Begitu pun ketergantungan yang semakin meningkat pada komoditas dan sumberdaya asing merupakan musuh bersama yang ironisnya, bukannya dihentikan malah dilanggengkan, sementara potensi dalam negeri yang sebetulnya dapat dikembangkan untuk menciptakan kemandirian dan kedaulatan justru dilemahkan oleh ketergantungan yang demikian itu.
Di tengah situasi demikian itu, terlalu banyak waktu dan energi bangsa ini terbuang untuk hal-hal yang tidak mengarah pada penciptaan solusi terhadap semua musuh bersama itu. Hal ini terjadi antara lain karena masyarakat tidak melihat adanya leadership yang kuat di bangsa ini untuk menghimpun segenap potensi negeri ini demi mengatasi berbagai common enemies dimaksud.
Kita memiliki terlalu banyak leaders tetapi terlalu sedikit leadership di bangsa ini sebagai pembawa solusi untuk berbagai permasalahan yang sedang dihadapi. Dan kondisi seperti ini terjadi di tengah absennya sense of crisis sehingga berbagai terapi yang diimplementasikan untuk menghadapi common enemies dimaksud hanyalah terapi normatif, pendekatan yang hanya cocok dipakai dalam kondisi normal, bukan dalam kondidi abnormal seperti sekarang.

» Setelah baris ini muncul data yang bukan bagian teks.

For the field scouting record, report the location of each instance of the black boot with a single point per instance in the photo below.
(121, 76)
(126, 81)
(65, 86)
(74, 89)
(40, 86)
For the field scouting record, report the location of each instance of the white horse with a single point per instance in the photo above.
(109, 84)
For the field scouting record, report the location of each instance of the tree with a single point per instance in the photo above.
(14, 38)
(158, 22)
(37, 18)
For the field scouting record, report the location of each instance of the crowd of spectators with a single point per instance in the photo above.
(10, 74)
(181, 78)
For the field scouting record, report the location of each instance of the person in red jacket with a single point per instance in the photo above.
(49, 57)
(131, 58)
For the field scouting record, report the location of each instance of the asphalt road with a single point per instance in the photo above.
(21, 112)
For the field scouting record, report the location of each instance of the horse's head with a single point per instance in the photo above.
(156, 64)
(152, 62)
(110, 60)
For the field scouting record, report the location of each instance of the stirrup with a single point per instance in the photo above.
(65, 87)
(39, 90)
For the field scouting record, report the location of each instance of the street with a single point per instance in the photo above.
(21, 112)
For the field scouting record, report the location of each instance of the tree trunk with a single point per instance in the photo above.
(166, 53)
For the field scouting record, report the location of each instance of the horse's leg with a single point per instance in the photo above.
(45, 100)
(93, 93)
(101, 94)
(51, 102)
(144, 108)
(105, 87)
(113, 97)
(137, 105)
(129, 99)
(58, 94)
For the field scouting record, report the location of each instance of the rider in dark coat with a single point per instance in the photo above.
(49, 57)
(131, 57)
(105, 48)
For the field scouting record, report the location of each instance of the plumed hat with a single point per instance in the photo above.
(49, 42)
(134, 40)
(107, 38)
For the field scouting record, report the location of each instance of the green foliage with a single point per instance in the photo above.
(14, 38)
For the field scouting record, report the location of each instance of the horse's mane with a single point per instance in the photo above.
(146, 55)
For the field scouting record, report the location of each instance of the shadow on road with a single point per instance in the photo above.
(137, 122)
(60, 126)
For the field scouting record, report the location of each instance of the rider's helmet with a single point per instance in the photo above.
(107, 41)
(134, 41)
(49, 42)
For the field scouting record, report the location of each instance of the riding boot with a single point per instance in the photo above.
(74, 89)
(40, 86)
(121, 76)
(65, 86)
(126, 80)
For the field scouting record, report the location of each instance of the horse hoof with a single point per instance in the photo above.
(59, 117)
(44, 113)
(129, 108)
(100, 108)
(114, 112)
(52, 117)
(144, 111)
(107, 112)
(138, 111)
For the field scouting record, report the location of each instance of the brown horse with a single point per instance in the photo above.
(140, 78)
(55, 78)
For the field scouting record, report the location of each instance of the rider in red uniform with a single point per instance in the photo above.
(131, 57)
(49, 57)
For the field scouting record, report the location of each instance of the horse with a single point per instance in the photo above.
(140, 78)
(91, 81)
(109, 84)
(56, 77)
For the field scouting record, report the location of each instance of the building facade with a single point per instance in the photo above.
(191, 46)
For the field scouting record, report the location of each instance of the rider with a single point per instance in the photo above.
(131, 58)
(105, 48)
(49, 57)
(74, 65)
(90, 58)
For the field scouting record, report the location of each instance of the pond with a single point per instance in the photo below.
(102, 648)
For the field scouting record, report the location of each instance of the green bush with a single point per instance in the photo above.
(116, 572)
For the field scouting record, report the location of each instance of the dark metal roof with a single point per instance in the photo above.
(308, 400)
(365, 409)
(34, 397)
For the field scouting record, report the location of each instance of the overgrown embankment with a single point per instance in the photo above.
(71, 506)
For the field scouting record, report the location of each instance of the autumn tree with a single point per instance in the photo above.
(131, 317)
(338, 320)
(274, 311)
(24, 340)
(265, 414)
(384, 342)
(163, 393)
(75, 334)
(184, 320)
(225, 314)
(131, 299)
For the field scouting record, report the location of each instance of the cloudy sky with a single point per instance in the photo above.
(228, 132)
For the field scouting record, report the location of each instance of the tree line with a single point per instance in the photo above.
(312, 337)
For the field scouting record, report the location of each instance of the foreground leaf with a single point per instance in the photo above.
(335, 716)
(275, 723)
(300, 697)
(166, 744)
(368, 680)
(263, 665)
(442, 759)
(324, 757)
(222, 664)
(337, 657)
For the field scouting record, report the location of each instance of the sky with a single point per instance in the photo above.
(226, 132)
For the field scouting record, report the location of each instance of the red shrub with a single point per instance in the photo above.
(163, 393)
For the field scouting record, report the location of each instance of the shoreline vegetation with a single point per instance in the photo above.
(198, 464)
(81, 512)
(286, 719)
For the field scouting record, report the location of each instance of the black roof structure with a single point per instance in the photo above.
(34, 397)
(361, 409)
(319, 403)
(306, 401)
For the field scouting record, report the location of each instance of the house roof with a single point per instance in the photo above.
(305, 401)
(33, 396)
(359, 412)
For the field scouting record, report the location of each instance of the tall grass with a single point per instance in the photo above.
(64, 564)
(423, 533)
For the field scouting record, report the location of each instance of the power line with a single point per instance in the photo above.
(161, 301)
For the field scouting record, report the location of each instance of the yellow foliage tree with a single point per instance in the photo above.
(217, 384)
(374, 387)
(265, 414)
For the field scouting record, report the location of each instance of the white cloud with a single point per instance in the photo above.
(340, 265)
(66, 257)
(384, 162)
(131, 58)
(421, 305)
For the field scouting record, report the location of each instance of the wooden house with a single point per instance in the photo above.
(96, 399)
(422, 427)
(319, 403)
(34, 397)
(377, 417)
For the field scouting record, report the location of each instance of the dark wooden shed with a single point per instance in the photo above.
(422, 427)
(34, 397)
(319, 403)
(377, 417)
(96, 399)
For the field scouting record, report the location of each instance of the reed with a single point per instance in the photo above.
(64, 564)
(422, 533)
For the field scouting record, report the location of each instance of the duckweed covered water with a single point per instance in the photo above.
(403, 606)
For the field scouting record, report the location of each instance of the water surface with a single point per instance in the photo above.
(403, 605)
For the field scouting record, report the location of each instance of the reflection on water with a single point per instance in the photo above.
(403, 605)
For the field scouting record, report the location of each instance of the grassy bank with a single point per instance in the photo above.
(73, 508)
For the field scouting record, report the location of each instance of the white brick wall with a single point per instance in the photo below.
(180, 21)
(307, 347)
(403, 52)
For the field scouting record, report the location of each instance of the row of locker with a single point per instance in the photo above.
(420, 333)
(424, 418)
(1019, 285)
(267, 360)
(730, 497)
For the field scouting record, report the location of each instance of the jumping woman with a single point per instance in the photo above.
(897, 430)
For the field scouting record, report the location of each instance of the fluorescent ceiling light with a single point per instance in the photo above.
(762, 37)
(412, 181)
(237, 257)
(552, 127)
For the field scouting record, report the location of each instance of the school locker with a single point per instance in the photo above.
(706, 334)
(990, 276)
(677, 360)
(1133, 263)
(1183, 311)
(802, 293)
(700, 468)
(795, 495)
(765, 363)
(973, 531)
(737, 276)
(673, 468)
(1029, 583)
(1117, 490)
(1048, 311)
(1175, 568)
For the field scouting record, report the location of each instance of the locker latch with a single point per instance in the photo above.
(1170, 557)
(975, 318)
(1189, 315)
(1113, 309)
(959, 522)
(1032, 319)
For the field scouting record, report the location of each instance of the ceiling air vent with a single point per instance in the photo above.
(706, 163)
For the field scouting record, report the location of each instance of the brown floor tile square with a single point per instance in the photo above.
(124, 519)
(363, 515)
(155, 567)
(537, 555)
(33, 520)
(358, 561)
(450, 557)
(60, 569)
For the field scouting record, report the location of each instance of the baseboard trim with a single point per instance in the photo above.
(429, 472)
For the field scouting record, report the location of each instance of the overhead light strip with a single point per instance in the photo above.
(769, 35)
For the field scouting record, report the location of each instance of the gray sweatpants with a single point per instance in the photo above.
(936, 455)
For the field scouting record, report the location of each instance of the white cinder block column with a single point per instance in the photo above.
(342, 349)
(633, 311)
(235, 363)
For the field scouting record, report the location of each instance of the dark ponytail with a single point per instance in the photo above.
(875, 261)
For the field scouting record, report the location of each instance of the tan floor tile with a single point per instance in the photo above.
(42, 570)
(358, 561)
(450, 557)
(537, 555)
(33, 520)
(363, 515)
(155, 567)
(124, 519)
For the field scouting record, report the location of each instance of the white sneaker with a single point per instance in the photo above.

Musuh bersama yang kita hadapi saat ini sebagai bangsa bukan hanya Covid-19. Selain krisis kesehatan ini sekarang munculkrisis ekonomi, krisis sosial, krisis kepercayaan yang melahirkan low-trust society, krisis hukum dan keadilan, krisis politik identitas, krisis kepemimpinan dan keteladanan, krisis keamanan dan kedaulatan, krisis persatuan bangsa, krisis kebablasan demokrasi liberal yang menggeser demokrasi Pancasila, krisis proxy war, dan krisis kebudayaan.
Mengatasi semua masalah ini tidaklah mudah. Tak mungkin juga kita menggantungkan harapan pada rezim yang sedang berkuasa untuk menciptakan solusi bagi semua permasalahan itu, karena skala permasalahannya sangat besar, sementara kapasitas untuk mengatasinya sangat kecil.